Thirty-two years ago today, a redshirt freshman defensive back for Ole Miss broke up a Vanderbilt pass over the middle one morning and never walked again. I was at that game, sitting with my dad in almost the exact same seats that I sit with family today. I have never heard as loud a hit as Chucky’s hit on Brad Gaines, and likewise, I have never a stadium fall to an eerie hush like I did that October day. The silence was deafening. Chucky never walked again, but he came back to the team. He inspired everyone who encountered him, and his story has inspired thousands more.
Since that afternoon, I have seen the Rebels play God knows how many games, and they’ve probably disappointed me as much as they’ve thrilled me over the years. I’ve cheered for goal line stands and quarterback throwbacks. I saw the Deuce get loose and Eli tumble coming out from under center. When I was in law school, Tommy T left in the cover of darkness one night and it wasn’t in a pine box like he promised. I’ve seen a 7 overtime game and I’ve seen opposing teams kneel on the ball at midfield to show us an embarrassing brand of mercy. At some point, Coach O assured me that Brent Schaeffer was the answer and after a couple games, I couldn’t help but wonder what in the hell was the question? Reverend Hugh promised we would be relevant again and I’ll be damned if Katy Perry and I weren’t in the same stadium to witness Senquez intercept a pass and the goal posts come down in the pandemonium that followed. Many years, the lows of the meltdown reached nuclear levels and I walked out of Vaught-Hemingway Stadium wondering why I continue to put myself through this damn torture. But just like Mississippi itself, just when you think the Rebels have hit the bottom, we rally forward to exhilarating heights, flying playsheets and all. No matter what, I’m aboard the train, to use a popular metaphor around Oxford these days.

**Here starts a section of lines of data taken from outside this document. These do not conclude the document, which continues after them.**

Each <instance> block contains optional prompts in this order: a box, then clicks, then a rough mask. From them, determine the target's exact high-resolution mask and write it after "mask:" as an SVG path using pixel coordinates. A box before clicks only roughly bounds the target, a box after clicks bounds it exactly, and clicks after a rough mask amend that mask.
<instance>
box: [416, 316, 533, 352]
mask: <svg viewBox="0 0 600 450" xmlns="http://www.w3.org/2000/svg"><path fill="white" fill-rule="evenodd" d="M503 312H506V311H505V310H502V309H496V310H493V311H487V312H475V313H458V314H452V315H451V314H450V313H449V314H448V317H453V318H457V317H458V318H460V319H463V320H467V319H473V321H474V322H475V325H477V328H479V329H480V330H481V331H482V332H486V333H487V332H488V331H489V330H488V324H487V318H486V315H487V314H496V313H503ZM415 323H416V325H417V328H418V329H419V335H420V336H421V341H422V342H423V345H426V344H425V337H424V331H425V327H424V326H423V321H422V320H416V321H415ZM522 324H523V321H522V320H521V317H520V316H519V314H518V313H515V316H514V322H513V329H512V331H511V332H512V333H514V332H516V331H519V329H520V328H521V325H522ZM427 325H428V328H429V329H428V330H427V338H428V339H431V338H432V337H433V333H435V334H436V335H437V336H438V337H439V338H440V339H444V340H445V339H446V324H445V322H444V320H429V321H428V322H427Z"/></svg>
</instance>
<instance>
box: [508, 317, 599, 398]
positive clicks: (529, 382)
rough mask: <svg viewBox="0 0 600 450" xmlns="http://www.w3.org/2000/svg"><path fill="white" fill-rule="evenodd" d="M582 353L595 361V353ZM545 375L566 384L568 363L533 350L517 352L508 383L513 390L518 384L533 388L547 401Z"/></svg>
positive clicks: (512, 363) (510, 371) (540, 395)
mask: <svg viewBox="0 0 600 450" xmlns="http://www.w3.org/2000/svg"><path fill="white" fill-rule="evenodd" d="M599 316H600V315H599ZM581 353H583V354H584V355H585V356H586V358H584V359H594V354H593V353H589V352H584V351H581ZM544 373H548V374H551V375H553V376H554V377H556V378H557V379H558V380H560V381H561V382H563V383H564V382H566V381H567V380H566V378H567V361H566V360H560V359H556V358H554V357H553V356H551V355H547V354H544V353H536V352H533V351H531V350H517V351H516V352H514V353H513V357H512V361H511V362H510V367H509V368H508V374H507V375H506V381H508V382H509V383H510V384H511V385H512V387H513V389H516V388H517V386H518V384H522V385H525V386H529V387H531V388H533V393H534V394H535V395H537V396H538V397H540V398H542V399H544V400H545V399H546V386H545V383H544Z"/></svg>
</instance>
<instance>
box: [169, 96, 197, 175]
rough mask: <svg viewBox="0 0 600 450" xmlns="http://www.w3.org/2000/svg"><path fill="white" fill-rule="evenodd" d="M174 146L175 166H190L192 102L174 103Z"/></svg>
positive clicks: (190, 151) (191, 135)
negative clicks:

As I look back, my true lesson from Chucky Mullins is greater than any stupid football game. The real takeaway is that the greatest blessing we have in our lives is family. When times are tough, it’s the only thing that really matters. Chucky’s journey taught us that qualities like faith, love, resilience, and courage transcend the insignificant things like wins and losses. Life is about the look on a child’s face when it’s time for the opening kickoff and anything is possible. Life is about knowing that child’s father has the exact same look on his face at that exact time, no matter how old or jaded he pretends to be. It’s the marvel in a young boy’s eyes when he listens to another tired story about his granddad rooting for that same team through thick and thin. It’s a tie that binds. I would do anything to go to one more Ole Miss game with my Dad. I cherish those memories of just the two of us on a two-lane road after a game. Maybe one day my own boys will look back at our own late night trips and smile as much as I do when we make those trips together. Maybe one day they will have kids of their own and make their own memories at these games. Wouldn’t that be something?
Our team will not win every game. Hell, some years it seems like our team won’t win any games. But Chucky is right. Families never quit. Thanks, 38.